Für mich war der Spiegel immer so etwas wie die Bild-Zeitung für Akademiker, leicht süffisant im Ton, intellektuell klugscheißerisch dahinplätschernd, ohne neue Ideen oder gar tiefgreifende Analysen. Und genauso verhält sich dieses Magazin auch bei seiner jüngsten Jagd. Wenn ich die bisherigen Berichte in den Medien richtig interpretiere, dann tritt da ein ehemaliger DFB Funktionär nach und weite Teile der Presse helfen beim Nachtreten. Fürs Nachtreten gibt es beim Fußball normalerweise die rote Karte.

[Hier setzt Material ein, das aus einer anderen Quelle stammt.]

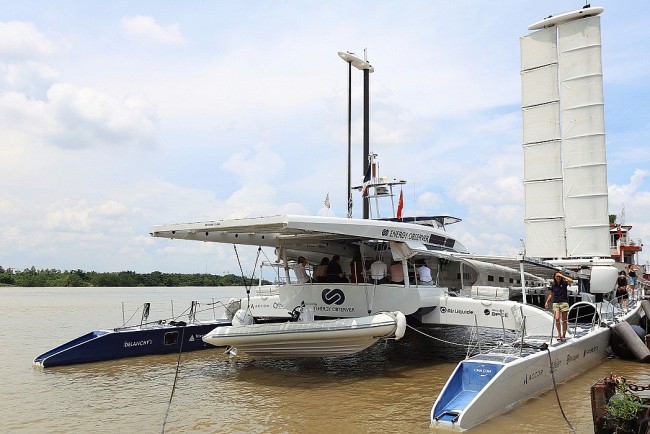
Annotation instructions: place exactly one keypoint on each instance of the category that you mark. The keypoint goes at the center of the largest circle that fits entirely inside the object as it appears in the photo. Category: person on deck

Man musste bei dieser Jagd dabei sein, da war doch etwas Großes zu erlegen. Was wäre das für eine Sensation, wenn man nachweisen könnte, dass Deutschland die WM 2006 gekauft hat. Da müssen wohl sadomasochistisch veranlagte Menschen am Werk sein, die voller Genuss das eigene Land besudeln und andere Menschen zerstören wollen. Wie groß die Lust an der Selbstzerstörung ist, zeigt sich daran, dass überhaupt keine handfesten Beweise für eine gekaufte WM vorliegen, sondern nur vage Vermutungen. Es ist die reine Lust an der Selbstbeschmutzung. Dabei glaubt man auch noch, etwas ganz Großes zu vollbringen. Möglichst viele Medienvertreter möchten wohl dabei sein, wenn sich die Medien hinterher als die moralischen Saubermänner feiern lassen. Endlich haben wir Deutschen es geschafft, uns vom Thron zu stoßen. Man kann sich das masochistische Geseufze so richtig vorstellen.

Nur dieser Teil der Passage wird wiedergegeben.